2009 December « Pete Warden's blog

Photo by Stitch

As I've been searching for a solution to my big-data analysis problems, I've been very impressed by MongoDB's features, but even more by their astonishing level of support. After mentioning I was having trouble running Mongo in my benchmark, Kristina from 10Gen not only fixed the bug in my code, she then emailed me an optimization (using the built-in _id in my array), and after that 10gen's Mathias Stearn let me know the latest build contained some more optimizations for that path. After burning days dealing with obscure Tokyo problems I know how much time responsive support can save, so it makes me really want to use Mongo for my work.

The only fly in the ointment was the lack of Unix domain socket support. I'm running my analysis jobs on the same machine as the database, and as you can see from my benchmark results, using a file socket rather than TCP on local host speeds up my runs significantly on the other stores that support it. I already added support to Redis, so I decided to dive into the Mongo codebase and see what I could manage.

Here's a patch implementing domain sockets, including a diff and complete copies of the files I changed. Running the same benchmarks gives me a time of 35.8s, vs 43.9s over TCP, and 28.9s with the RAM cache vs 31.1s on TCP. These figures are only representative for my case, large values on a single machine, but generally they demonstrate the overhead of TCP sockets even if you're using localhost. To use it yourself, specify a port number of zero, and put the socket location (eg /tmp/mongo.sock) instead of the host name. I've patched the server, the command-line shell, and the PHP driver to all support file sockets this way.

I don't know what Mongo's policy is on community contributions, I primarily wrote this patch to scratch my own itch, but I hope something like this will make it into the main branch. Writing the code is the easy bit of course, the real challenge is testing it across all the platforms and configurations!

Photo by Olduser

In my previous post I gave raw timings for a typical analysis job on top of various key/value stores. In practice I use another trick to speed up these sort of processes; caching values in RAM for the duration of a run and then writing them all out to the store in one go at the end. This helps performance because there's some locality in the rows I'm accessing, so it's worth keeping previously-fetched or written data in memory and reducing the amount of disk IO needed. If this helps you will depend on your database usage patterns, but I've found it invaluable for my analysis of very large data sets.

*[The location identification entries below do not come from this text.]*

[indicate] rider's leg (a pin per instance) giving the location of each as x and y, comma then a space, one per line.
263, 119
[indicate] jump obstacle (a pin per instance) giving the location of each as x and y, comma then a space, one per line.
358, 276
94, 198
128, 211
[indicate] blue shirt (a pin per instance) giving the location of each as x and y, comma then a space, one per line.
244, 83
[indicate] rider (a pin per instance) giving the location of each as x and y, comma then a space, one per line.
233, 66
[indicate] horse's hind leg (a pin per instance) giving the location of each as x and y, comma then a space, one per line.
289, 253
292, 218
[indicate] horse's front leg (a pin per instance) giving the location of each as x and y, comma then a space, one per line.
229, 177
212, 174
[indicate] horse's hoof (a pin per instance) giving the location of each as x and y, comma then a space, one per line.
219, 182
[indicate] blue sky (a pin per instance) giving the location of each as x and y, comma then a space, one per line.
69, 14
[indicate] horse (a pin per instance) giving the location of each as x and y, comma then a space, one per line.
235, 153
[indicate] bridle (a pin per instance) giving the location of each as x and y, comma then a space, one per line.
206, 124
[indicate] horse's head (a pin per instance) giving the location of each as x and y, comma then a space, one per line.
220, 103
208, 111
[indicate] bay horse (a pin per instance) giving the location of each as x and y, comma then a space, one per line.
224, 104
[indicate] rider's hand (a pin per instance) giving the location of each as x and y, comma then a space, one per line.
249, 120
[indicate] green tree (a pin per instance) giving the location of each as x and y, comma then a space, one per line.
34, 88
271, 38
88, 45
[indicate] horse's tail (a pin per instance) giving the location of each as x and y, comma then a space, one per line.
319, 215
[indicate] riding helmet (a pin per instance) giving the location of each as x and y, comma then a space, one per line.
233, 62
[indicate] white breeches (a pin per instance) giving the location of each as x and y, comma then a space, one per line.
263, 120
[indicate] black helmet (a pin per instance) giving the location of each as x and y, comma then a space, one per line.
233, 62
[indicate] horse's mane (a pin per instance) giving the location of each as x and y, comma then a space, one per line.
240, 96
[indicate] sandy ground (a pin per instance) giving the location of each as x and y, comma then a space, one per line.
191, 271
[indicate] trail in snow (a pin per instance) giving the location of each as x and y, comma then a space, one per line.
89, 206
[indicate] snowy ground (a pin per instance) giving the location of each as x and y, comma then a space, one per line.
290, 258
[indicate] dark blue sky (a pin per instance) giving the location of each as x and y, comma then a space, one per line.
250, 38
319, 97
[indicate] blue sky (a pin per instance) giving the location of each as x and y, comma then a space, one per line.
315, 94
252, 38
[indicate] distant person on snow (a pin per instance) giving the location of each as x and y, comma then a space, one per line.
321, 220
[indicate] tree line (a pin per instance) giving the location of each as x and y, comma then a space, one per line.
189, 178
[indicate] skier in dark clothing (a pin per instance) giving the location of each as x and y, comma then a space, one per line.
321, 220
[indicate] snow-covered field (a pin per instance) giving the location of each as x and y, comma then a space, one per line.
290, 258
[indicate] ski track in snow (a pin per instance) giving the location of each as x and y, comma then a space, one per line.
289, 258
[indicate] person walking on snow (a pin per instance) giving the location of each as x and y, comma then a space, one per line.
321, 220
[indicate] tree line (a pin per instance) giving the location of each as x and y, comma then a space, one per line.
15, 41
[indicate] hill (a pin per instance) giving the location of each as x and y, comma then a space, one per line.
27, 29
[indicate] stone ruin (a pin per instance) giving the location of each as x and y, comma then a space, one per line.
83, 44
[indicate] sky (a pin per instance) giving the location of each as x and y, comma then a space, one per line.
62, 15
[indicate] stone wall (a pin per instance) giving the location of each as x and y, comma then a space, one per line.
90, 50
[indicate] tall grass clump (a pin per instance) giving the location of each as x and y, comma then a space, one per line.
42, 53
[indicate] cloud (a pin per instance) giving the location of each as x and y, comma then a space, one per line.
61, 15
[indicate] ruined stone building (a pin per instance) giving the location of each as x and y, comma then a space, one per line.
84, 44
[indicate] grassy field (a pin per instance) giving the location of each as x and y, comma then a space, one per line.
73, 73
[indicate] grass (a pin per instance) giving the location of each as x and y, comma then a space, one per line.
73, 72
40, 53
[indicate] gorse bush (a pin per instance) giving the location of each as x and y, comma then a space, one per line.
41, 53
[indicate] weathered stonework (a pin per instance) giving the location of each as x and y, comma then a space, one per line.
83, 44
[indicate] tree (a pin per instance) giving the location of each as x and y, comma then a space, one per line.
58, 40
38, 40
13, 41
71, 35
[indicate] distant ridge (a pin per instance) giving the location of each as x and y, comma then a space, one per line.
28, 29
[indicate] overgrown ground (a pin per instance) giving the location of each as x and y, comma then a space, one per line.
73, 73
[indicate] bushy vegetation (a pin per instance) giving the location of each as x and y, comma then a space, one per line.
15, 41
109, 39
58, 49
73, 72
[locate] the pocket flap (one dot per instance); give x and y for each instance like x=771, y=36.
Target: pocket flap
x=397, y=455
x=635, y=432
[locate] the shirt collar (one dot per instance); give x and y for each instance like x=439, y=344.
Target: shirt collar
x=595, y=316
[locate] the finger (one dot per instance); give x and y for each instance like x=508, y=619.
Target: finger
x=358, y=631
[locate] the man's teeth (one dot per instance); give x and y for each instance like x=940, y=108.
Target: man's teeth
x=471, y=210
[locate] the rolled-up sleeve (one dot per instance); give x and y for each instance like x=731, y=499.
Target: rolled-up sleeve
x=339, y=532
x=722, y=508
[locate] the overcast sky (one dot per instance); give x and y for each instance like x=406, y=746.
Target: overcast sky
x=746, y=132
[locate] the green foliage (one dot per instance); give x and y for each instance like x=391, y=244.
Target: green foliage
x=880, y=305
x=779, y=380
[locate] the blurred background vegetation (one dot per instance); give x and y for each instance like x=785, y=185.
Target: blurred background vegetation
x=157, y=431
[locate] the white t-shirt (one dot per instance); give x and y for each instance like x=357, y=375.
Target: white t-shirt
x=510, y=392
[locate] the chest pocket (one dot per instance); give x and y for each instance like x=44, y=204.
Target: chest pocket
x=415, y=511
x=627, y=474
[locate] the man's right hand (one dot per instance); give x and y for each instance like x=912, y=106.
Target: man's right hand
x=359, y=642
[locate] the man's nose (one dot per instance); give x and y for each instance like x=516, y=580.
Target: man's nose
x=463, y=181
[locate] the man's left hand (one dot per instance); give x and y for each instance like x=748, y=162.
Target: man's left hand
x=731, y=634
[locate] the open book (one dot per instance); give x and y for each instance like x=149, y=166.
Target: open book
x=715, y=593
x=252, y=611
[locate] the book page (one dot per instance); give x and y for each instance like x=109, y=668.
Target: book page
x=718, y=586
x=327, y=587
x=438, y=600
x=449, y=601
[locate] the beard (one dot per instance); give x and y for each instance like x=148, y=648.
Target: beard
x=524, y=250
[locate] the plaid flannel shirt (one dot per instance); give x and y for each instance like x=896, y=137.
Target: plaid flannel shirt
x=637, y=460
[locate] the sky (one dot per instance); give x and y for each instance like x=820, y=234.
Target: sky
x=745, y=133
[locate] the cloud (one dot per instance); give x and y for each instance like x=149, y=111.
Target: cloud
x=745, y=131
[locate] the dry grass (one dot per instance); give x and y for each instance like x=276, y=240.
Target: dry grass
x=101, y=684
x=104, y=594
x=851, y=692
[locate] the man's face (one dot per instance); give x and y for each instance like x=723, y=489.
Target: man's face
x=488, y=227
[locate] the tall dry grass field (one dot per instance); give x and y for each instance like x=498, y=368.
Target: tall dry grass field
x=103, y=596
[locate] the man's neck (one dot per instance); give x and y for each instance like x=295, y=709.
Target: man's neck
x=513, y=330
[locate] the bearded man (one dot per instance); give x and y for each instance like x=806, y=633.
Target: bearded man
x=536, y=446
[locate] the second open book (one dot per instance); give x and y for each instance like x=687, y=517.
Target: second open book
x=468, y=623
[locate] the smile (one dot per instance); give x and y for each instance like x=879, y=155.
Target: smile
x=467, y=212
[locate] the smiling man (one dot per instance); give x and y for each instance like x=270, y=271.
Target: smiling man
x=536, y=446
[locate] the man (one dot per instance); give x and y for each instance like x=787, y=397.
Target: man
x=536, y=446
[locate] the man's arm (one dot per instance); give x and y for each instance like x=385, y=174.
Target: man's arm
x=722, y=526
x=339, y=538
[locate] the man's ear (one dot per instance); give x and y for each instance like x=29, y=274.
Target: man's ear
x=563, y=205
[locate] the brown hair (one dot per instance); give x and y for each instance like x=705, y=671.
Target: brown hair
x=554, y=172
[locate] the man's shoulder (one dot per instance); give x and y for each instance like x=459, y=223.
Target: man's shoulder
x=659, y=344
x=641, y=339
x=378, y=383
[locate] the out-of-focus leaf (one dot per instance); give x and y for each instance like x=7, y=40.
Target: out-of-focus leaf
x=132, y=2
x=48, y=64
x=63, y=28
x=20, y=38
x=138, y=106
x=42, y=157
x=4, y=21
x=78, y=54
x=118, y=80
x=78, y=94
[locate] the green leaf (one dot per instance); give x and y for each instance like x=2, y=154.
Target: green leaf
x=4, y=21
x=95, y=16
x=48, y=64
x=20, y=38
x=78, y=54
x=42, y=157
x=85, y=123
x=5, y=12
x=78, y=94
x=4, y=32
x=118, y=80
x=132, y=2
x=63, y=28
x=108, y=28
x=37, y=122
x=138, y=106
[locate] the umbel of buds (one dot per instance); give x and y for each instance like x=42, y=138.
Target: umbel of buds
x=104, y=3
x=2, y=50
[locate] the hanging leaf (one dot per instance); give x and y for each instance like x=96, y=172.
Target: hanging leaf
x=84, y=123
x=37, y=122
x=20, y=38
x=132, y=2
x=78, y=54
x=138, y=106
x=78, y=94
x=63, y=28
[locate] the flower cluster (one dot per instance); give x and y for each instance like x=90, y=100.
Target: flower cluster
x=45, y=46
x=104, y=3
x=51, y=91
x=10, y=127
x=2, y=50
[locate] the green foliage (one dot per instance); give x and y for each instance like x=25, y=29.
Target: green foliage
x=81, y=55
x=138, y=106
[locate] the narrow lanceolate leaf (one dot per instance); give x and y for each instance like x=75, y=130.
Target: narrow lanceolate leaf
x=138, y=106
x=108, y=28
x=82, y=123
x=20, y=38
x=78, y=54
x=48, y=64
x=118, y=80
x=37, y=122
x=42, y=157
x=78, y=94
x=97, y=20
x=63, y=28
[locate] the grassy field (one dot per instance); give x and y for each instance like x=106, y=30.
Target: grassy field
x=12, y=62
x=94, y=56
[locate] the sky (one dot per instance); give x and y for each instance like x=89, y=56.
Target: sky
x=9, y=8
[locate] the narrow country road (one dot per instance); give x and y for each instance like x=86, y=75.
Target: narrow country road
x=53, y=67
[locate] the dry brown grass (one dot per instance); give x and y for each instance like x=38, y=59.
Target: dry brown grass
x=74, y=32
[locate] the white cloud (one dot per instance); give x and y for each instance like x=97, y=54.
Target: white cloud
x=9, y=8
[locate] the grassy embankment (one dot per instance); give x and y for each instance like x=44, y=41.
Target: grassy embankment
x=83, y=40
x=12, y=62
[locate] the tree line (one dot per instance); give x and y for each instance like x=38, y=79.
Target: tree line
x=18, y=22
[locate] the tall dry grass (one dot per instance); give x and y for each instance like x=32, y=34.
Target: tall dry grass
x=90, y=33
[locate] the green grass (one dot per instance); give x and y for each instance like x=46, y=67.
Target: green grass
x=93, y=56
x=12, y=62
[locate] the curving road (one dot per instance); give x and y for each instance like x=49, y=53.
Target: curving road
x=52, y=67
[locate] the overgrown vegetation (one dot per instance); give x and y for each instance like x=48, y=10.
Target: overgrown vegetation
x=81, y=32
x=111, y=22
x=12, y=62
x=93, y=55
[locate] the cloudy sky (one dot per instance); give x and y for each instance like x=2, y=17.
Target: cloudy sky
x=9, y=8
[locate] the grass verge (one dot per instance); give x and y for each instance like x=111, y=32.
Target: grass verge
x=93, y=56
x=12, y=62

The way I do this is by creating a PHP associative array mapping keys to values, populating it as I fetch from the store, and delaying writes until a final flushToDisk() call at the end of the script. This is very inelegant, it means you have to watch PHP's memory usage since the default 32MB max is easy to hit, and ensuring that final flush call is made is error-prone. The performance boost is worth it though, here's the figures using the same test as before, but with the cache enabled:

Null: 22.1s

Ram: 23.9s

Redis domain: 27.5s

Memcache: 27.9s

Redis TCP: 29.6s

Tokyo domain: 29.9s

Mongo 31.1s

Tokyo TCP: 33.6s

MySQL: 182.9s

To run these yourself, download the PHP files and add a -r switch to enable the RAM cache, eg

time php fananalyze.php -f data.txt -s mongo -h localhost -p 27017 -r

They're all significantly faster than the original run with no caching, and Redis using domain sockets is approaching the speed with no store at all, suggesting that the store is not the bottle-neck for this test. In practice, most of my runs are with hundreds of thousands of profiles, not 10,000, and the RAM cache becomes even more of a win, though the space used expands too! I've included the code for the cache class below:

<?php

// A key value store interface that caches the read and written values in RAM,
// as a PHP associative array, and flushes them to the supplied disk-based
// store when storeToDisk() is called

require_once('keyvaluestore.php');

class RamCacheStore implements KeyValueStore
{
    public $values;
    public $store;

    public function __construct($store)
    {
        $this->store = $store;
        $this->values = array();
    }

    public function connect($hostname, $port)
    {
        $this->store->connect($hostname, $port);
    }

    public function get($key)
    {
        if (isset($this->values[$key]))
            return $this->values[$key]['value'];

        $result = $this->store->get($key);
        $this->values[$key] = array(
            'value' => $result,
            'dirty' => false,
        );

        return $result;
    }

    public function set($key, &$value)
    {
        $this->values[$key] = array(
            'value' => $value,
            'dirty' => true,
        );
    }

    public function storeToDisk()
    {
        foreach ($this->values as $key => &$info)
        {
            if ($info['dirty'])
            {
                $this->store->set($key, $info['value']);
                $info['dirty'] = false;
            }
        }
    }

}

	bouquetsweetly69036a… on Meet Fiona and Abby
	softlysuitcb91a8b8b1 on Meet Fiona and Abby
	Zero-Copy GPU Infere… on Why GEMM is at the heart of de…
	Moonshine Voice完全解説｜… on Announcing Moonshine Voice
	Moonshine KI-Sprache… on Introducing Moonshine, the new…

Pete Warden's blog

Ever tried. Ever failed. No matter. Try Again. Fail again. Fail better.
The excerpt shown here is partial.